I wiped my face and took a deep breath.  “I am so scared to have this baby, Theo.  I hope that I would do you proud as the mother of your child.  I remember all that you said and I'm going to do my best to comply, even with Ralph helping me.  I'll do it for you.”  I reached over and massaged his face where the mask didn't block it the same way I used to when there was hair there.  I rubbed his head and gave him little kisses all over it, leaving teardrops that slid down to his face.

             
I touched where his tattoo was.  “Your heart really did belong to me, longer than I had known.  I love you so much, Theo.”  I grabbed a tissue to wipe fresh tears.  “I'll treasure so many of the moments we shared and tuck them away in my mind and heart.”  A flashback of those moments flew at lightening speed through my brain.  I took a deep breath of air to bring myself to peace with my present, as I tried to keep my throat from closing up on me.  I put his hand on my cheek, although there was nothing behind it.  No warmth, no gentleness, no affection.  It was just a hand on my cheek, which gave me the courage I needed.  My Theo wouldn't have touched my cheek like that and I envisioned his petals floating along in the wind because the rose in front of me had faded away.  I leaned over to kiss both of his cheeks again.  I lifted his mask up and gave him a soft kiss.  I put it back on him and said, “I love you, Teodoro William Cabrera.”

             
I went around the room and gathered the items I had brought in for him and put them in a bag.  “Goodbye, love,” I said as I opened the door and left.

             
I could tell the nurses at the station were observing, but were trying to look occupied.  I walked over to them and told them it was time.  One of them went to get the doctor to go over the paperwork that I needed to sign saying that I was giving them authorization.  I signed everything with tears running down my cheeks and went over to his parents who were still standing outside the door.  I gave them both hugs and headed to the waiting room.  I was in my mother's car by 9:52 a.m.  His time of death was 9:57 a.m., June 8, 1999.

 

 

 

 

 

CHAPTER FORTY EIGHT

 

 

             

              People have always amazed me as to their reactions when you don't perform up to their expectations.  They want to tell you to jump but they get upset when you're not jumping high enough.  I've learned to stop trying to meet their expectations and live up to my own.  My actions didn't have to please everyone around me because, at the end of the day, I'm the one who had to live with myself and my decisions.

             
The time from his death to the funeral went by so fast.  My co-workers collected almost four hundred dollars to help with funeral expenses.  His parents had a bit set aside, but not enough to cover everything.  I donated what I had in savings, which was mostly what I had received as graduation gifts and the little bit left over that my father had given me.  Our friends did a car wash, but that raked in about a little less than two hundred dollars.  I took a loan out from my parents for the balance with repayment promised in small monthly increments until I could get it all taken care of, which would take me a couple of years with a baby on the way.

             
I didn't go to view his body at the mortuary.  I had enough of seeing him lifeless and that wasn't my husband that was in the casket.  It was the shell he wore that was now made up by someone trying to make him look like he was sleeping instead of decaying.  At the funeral, I refused to walk past his open casket.  I just sat in my seat and waited for my family after paying their respects.  I did go and watch him be buried.  People wondered what was wrong with me as his widow because I hardly shed any tears throughout it all.
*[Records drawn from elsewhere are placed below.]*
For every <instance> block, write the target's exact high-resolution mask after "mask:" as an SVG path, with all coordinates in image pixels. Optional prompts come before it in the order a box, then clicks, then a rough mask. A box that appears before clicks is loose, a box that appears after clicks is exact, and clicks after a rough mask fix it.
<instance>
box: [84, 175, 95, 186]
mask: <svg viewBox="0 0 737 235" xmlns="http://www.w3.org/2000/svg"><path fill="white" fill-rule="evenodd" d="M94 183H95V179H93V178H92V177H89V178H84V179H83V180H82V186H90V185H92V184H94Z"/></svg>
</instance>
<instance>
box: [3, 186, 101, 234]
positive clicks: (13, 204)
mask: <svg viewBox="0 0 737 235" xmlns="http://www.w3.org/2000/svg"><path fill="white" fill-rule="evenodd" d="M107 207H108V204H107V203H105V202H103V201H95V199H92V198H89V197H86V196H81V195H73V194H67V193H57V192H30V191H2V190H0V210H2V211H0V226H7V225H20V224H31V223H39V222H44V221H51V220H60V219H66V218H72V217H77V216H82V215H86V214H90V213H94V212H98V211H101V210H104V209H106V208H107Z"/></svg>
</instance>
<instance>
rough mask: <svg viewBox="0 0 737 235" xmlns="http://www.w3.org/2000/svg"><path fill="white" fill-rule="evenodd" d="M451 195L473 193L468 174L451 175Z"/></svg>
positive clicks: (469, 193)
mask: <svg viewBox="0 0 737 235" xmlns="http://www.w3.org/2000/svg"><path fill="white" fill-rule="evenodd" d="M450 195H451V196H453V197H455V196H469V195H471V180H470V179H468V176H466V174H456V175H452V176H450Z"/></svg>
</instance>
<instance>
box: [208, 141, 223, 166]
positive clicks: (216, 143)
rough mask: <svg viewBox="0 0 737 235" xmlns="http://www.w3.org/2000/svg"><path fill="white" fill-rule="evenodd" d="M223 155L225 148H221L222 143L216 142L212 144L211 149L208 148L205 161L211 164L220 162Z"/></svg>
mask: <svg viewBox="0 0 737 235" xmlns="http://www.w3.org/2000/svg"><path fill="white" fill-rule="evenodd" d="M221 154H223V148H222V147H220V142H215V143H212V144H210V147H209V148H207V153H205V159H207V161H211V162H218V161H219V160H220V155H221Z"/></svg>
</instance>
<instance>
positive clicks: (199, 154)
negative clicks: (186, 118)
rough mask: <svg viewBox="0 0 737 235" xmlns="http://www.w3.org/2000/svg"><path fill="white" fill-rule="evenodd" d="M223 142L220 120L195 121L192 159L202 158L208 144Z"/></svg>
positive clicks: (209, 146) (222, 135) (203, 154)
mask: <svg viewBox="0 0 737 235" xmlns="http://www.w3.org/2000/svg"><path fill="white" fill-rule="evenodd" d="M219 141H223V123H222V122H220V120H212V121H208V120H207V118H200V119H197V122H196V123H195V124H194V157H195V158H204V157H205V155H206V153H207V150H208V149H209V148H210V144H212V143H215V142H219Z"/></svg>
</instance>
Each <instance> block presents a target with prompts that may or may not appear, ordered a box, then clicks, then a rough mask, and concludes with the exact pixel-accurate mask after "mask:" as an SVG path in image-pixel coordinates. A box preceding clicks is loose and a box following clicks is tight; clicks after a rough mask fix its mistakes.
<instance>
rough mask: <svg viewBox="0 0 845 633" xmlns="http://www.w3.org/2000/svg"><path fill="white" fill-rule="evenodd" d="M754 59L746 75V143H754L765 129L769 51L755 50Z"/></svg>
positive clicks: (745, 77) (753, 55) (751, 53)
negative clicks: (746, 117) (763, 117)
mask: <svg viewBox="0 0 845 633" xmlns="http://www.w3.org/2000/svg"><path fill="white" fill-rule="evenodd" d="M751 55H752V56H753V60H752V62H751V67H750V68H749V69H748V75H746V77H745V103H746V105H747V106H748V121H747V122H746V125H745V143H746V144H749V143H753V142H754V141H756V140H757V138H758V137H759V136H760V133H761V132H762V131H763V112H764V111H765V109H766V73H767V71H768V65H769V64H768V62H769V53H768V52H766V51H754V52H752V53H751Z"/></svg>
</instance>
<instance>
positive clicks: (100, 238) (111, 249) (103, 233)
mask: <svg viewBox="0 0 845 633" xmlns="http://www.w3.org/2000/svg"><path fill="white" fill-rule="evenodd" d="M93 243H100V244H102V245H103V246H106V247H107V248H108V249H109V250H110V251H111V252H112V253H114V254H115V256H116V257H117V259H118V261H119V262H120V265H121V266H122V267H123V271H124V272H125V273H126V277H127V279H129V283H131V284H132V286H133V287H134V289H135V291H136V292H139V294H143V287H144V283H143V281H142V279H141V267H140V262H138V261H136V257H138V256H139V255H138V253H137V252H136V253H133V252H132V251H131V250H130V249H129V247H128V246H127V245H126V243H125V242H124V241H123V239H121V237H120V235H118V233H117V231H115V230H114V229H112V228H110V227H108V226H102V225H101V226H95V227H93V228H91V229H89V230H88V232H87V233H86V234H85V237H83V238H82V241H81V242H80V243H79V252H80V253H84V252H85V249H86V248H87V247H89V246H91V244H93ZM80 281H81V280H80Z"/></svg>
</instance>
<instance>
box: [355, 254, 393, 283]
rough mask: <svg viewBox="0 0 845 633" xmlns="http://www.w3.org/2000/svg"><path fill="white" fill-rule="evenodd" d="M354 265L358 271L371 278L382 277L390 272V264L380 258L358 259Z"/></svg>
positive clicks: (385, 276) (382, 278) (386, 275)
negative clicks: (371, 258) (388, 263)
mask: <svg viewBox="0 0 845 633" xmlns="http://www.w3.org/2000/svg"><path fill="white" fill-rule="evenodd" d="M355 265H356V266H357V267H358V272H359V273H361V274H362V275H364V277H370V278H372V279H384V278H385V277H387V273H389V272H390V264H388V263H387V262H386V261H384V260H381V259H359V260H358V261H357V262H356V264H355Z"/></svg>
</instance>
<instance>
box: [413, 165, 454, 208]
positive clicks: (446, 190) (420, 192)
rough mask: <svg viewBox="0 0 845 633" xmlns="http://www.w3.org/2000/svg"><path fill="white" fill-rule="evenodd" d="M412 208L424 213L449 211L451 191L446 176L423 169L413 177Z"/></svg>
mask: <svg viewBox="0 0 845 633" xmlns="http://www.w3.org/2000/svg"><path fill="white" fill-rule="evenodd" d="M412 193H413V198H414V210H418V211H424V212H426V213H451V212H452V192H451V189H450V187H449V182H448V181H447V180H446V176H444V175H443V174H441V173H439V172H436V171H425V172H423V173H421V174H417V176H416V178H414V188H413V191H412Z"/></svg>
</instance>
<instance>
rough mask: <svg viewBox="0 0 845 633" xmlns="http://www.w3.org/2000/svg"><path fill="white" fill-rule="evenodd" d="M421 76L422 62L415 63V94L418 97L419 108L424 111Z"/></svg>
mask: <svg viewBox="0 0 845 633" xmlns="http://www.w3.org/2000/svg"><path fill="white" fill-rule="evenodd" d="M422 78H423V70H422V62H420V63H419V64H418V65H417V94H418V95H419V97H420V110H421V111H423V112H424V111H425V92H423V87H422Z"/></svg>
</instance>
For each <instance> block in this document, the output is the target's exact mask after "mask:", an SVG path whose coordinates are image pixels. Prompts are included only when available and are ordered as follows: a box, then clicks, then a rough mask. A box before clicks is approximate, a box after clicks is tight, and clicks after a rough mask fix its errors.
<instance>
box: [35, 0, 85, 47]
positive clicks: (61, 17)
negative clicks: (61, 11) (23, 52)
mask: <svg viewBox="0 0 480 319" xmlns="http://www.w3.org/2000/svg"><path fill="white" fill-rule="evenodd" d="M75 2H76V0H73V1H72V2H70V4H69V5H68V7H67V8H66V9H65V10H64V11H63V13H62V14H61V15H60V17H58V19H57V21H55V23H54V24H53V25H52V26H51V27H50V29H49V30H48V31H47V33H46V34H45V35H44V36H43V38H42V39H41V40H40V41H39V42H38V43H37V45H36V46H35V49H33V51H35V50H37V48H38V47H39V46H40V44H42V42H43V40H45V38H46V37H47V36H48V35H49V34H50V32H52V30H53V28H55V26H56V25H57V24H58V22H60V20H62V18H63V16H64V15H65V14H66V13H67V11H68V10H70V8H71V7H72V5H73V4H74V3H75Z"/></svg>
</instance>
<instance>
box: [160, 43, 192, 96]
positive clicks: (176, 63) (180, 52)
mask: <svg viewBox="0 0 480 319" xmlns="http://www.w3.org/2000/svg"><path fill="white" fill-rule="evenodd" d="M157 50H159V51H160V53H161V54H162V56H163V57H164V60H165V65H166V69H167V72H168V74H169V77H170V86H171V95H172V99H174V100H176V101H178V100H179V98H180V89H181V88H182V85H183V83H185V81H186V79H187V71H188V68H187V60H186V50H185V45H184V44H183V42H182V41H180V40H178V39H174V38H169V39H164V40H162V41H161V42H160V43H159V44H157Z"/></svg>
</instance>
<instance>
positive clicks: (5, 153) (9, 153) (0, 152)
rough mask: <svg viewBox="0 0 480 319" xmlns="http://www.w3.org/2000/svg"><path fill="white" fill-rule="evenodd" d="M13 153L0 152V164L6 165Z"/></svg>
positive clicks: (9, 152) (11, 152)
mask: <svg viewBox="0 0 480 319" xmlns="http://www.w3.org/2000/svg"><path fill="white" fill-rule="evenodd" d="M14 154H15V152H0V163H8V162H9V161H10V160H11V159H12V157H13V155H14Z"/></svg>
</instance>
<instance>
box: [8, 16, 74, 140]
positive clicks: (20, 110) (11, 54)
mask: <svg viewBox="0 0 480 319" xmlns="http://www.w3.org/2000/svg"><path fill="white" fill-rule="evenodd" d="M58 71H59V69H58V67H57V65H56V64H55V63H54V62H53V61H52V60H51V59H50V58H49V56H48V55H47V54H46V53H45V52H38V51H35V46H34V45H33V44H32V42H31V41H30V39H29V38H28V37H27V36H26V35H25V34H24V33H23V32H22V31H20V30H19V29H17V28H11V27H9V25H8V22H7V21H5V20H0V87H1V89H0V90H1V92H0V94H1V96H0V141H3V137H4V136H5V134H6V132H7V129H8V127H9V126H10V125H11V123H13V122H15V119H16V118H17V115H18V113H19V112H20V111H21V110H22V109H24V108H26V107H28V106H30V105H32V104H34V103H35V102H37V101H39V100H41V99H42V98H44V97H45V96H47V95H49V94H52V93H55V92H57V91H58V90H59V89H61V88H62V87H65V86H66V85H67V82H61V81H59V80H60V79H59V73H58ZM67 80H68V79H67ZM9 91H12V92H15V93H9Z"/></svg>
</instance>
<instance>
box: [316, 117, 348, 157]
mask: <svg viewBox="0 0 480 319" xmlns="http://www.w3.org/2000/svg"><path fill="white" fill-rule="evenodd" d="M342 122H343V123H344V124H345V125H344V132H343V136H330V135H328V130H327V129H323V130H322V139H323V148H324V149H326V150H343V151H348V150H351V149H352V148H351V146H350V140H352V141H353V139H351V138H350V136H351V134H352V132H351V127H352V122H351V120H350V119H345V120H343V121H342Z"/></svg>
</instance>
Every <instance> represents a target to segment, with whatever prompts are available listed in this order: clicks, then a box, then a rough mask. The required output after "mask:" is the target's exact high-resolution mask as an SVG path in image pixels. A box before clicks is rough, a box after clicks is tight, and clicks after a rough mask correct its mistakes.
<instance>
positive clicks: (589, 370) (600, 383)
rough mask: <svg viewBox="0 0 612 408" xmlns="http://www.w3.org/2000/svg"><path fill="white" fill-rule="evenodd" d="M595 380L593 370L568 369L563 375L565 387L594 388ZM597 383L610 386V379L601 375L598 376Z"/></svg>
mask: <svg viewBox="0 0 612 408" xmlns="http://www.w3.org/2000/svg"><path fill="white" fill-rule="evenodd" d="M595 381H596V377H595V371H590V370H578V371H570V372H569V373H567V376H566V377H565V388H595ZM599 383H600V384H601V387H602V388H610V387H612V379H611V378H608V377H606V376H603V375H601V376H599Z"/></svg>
My eyes were extremely red and puffy from all of the crying I had done up to that point and my eyes we literally in pain from it.  In the words of Lisa Lisa, I was all cried out.  I worked my brain into overdrive to block it all.  I was barely able to listen to his obituary being read.  I was hardly paying attention, feeling as if I were in a daze.  I wasn't there to play a role.  I was trying to get myself through it.